In a few places I have code of this nature:

private static void myMethod(SObjectType t) {
    if (t == Claim__c.SObjectType) xyzForClaims();
    else if (t == Account.SObjectType) xyzForAccounts();
    else if (t == Contact.SObjectType) xyzForContacts();
    ...
}

for a great many SObjectTypes. It's a bit ugly, and if called a lot all the if/else if tests could become expensive.

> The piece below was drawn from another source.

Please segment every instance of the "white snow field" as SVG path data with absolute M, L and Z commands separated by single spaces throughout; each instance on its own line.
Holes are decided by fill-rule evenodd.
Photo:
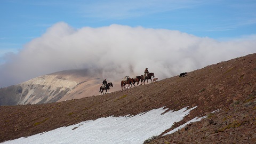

It would be great if this was supported:

private static void myMethod(SObjectType t) {
    switch on t {
        case Claim__c.SObjectType { xyzForClaims(); }
        case Account.SObjectType { xyzForAccounts(); }
        case Contact.SObjectType { xyzForContacts(); }
        ...
    }
}

but it isn't. The nearest thing I can think of (short of refactoring into multiple classes) is:

private static void myMethod(SObjectType t) {
    switch on String.valueOf(t) {
        case 'Claim__c' { xyzForClaims(); }
        case 'Account' { xyzForAccounts(); }
        case 'Contact' { xyzForContacts(); }
        ...
    }
}

Am I missing a better approach here?

0

1 Answer 1

3

The alternative solution (for now) would be:

static void myMethod(SObjectType t) {
  switch on t.newSobject() {
    when Claim__c claim { xyzForClaims(); }
    when Account account { xyzForAccounts(); }
    when Contact contact { xyzForContacts(); }
    ...
  }
}

It is possible that the sObjectType (and others) will be supported in the future, so make sure you check the release notes in the future. Also see this related question.

5
  • Yeah sneaky. But seems so wrong...
    – Keith C
    Commented Jun 18, 2019 at 17:59
  • @KeithC I agree, it'd be nice to have sObjectType as a native supported type. It was said that the initial release of switch was to "get something out there" and that future releases may support more types (obviously, safe harbor, yada, yada). I'd use this method for now, as I feel it would be the easiest to convert to supporting sObjectType directly if that ever gets released.
    – sfdcfox
    Commented Jun 18, 2019 at 18:03
  • Good point. Don't want to lose the compile time checking. And thanks for the performance info on the earlier question; I would have assumed more cost so good to know.
    – Keith C
    Commented Jun 18, 2019 at 18:05
  • 1
    Just checked that the variable e.g. claim can't be left out but the same name e.g. x or sob can be used for each case which reads better when that variable isn't used.
    – Keith C
    Commented Jun 19, 2019 at 8:26
  • @KeithC I never tried using the same name. That's a good thing to know.